L’uso dell’arte pubblica come stimolo sul ruolo dell’arte e veicolo di messaggi è una pratica di antichissima tradizione. Da secoli nella stessa Firenze le scelte decorative dei palazzi e delle piazze sono da correlare a un’intenzione comunicativa da parte delle istituzioni. Ma la potenza comunicativa dell’arte pubblica ha radici ancor più antiche. Lo ricorda, durante la conferenza stampa del 19 marzo, il presidente della Fondazione Palazzo Strozzi, il professor Giuseppe Morbidelli, che cita il riferimento giuridico romano della dicatio ad patriam. Il diritto romano prevedeva infatti l’uso di collocare in luoghi pubblici iscrizioni, statue o targhe celebrative recanti dediche alla patria sia a scopo celebrativo, per captatio benevolentiae, ma anche solo per amore dell’arte e puro godimento estetico di chi osserva. Oggi, attraverso uno squarcio fotografico dirompente e grazie all’amplificazione della stampa e dei social, J R ripercorre la strada della tradizione e si avvale della forza persuasiva dell’arte pubblica per invitare a riavvicinarsi alla cultura.

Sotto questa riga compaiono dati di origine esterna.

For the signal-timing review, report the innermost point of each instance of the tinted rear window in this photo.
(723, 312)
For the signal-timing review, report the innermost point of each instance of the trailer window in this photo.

L’installazione si inserisce all’interno del programma Palazzo Strozzi Future Art ed è promossa dalla Fondazione Palazzo Strozzi in collaborazione con Andy Bianchedi in memoria di Hillary Mencus Recordati. Il progetto, della durata di 5 anni, è nato grazie a una riscoperta del mecenatismo ed ha in previsione la creazione di una piattaforma a sostegno delle nuove generazioni con lo scopo di mettere in connessione artisti internazionali per un rilancio dell’arte contemporanea.
Attraverso questa reinterpretazione del palazzo rinascimentale, J R è riuscito magistralmente a proporre la riflessione sull’accessibilità dei luoghi dell’arte e lo ha fatto illudendoci, sfidandoci e rassicurandoci.
Ci ha illuso attraverso il gioco prospettico e la ricerca del punto di vista privilegiato per non subire la deformazione ottica delle profondità delle strutture murarie.
Ci ha sfidato proponendoci contaminazioni nei soggetti prescelti. Ha scelto infatti di mescolare il classico con il contemporaneo, di condurci dietro le quinte dell’edificio mostrandoci colonnati e biblioteca, ma anche due capolavori iconici del rinascimento attualmente conservati in uno dei musei più famosi del mondo e – differentemente – il Ratto delle Sabine, ben visibile nella sua attuale collocazione in Piazza della Signoria.
Infine, scommettendo sulla pulsione voyeuristica che da sempre connota l’animo umano, ci ha rassicurato invitandoci a spiare l’interno dello scheletro dell’edificio attraverso una ferita che è certamente un grido di dolore per l’arte che ci è negata, ma al contempo uno squarcio che permette la trasmissione di immagini e messaggi ricordandoci i capolavori universali che in qualche modo ci rassicurano, che inevitabilmente sentiamo più vicini.
J R parla chiaro. Con buona pace dell’inevitabile chiacchiericcio che lo ha tacciato di aver realizzato un’opera già vista, banale e didascalica, l’opera dell’artista francese ha forte impatto visivo ed emotivo, ma non solo.. La Ferita sa farci riscoprire la prospettiva, mette alla prova la nostra capacità adattamento e carica l’ingranaggio di una capacità umana pressoché perduta, il potere dell’immaginazione.
L’opera di J R ha il pregio, sopra ogni altro, di permetterci di spaziare idealmente dentro le sale di un museo. Ci permette di immaginarci proprio dietro, dentro le mura squarciate dal collage, di farci sentire che lo sfondamento del muro è sempre più vicino.
Sfondato il muro, la ferita potrà essere ripulita e la cicatrice – da fardello – trasformarsi in eredità.